DG: The non-Summit stuff was on Super 16 film. For the Summit, the idea was: What would it be like if we weren’t there? Just three guys in a rehearsal space; three guys, three chairs, their guitars, amps… that’s it. The idea was to get really long lenses—let’s get way back—five cameras, all HD.

MM: Do you remember what kind?

DG: The latest and best Sony cameras. They’re beautiful. The idea was, they [the guitarists] never spoke to each other before. They met exactly at the moment we were filming. We just filmed and filmed and filmed; for two days the camera was on. Whatever they did we followed and were ready for.

MM: What was that first moment like when the first sat down?

DG: Tense. These guys are used to set lists. They kept saying, “What do you want me to do?” And I said, ‘I’m not going to tell you.’ If I told them what to do, it would just be by rote. It wouldn’t be very interesting. For the first couple hours, I’m like, ‘This is going to suck!’ It was, “Hi. How are you doing. How are your kids.” (laughs)

And then out of nowhere, Jimmy picks up his guitar and plays “Whole Lotta Love.” The room just filled with that guitar. Jack and Edge lean in and it’s kind of a throwdown! Like, “I’m playing my stuff, you play yours.”

MM: Don’t you get the impression that Jimmy Page does that whenever there’s tension in the room?

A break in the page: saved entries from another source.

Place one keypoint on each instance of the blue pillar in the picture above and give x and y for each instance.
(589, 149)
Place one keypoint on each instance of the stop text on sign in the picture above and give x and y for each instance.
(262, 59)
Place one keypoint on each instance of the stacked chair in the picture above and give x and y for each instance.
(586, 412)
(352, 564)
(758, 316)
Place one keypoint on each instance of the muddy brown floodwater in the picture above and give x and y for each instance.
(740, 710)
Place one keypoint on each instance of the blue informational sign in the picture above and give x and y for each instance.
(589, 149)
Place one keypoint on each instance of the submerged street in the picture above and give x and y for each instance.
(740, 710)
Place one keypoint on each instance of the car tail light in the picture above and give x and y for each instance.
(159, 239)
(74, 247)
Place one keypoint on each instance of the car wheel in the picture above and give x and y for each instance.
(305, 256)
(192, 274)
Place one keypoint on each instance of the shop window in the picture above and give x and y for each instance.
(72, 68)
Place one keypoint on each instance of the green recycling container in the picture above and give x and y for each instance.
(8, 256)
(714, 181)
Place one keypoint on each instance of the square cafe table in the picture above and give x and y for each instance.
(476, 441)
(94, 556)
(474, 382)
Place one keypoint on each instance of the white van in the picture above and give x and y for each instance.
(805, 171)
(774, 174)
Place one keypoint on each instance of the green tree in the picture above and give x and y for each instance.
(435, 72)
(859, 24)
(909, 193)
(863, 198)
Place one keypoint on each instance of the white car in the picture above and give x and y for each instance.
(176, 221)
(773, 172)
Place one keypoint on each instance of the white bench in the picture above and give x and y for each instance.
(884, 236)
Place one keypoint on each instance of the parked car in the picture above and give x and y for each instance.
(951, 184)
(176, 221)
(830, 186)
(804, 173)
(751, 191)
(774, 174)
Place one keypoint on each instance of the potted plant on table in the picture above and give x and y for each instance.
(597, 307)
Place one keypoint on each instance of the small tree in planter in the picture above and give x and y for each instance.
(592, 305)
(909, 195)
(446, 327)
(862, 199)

DG: Well that’s the interesting thing about the movie. These guys speak with their guitars. Usually the lead singer speaks with words, but if you go to these concerts, what you’re feeling—you may be hearing words—but what you’re feeling is that guitar and that’s what this movie is about. What is that thing that they do?

MM: I read that before you filmed anything you conducted extensive, one-on-one interviews with these guys?

DG: Well, the thing I’m after in the documentaries I make is to get as personal as I can. So what we started with were these interviews on sound only. Just sitting in a room with Jimmy for two days; no camera crew, just me and him talking, like this. He just started telling stories, what steps on his path were interesting to him. From that audio I’d go, ‘OK, this is where the movie’s going.’ From there I knew where to go. So he talks about “When the Levee Breaks” and recording in that house; that’s where we went. Edge talks about the four-track tapes, and we went there. They told me by their personal stories, through these interviews, where to go.

Then we’d be in the studio: ‘You talk about light and shade, Jimmy. What does that mean?’ He picks up his guitar and plays “Ramble On” and goes, “This is what I mean.” How cool would it be to answer a question with an electric guitar? But be Jimmy Page.

MM: And be more eloquent with the guitar.

DG: They’re more eloquent with the guitar. This is how they talk. Edge says, “What’s coming out of the speakers, that’s me. That’s my voice.”

MM: You worked with two different cinematographers.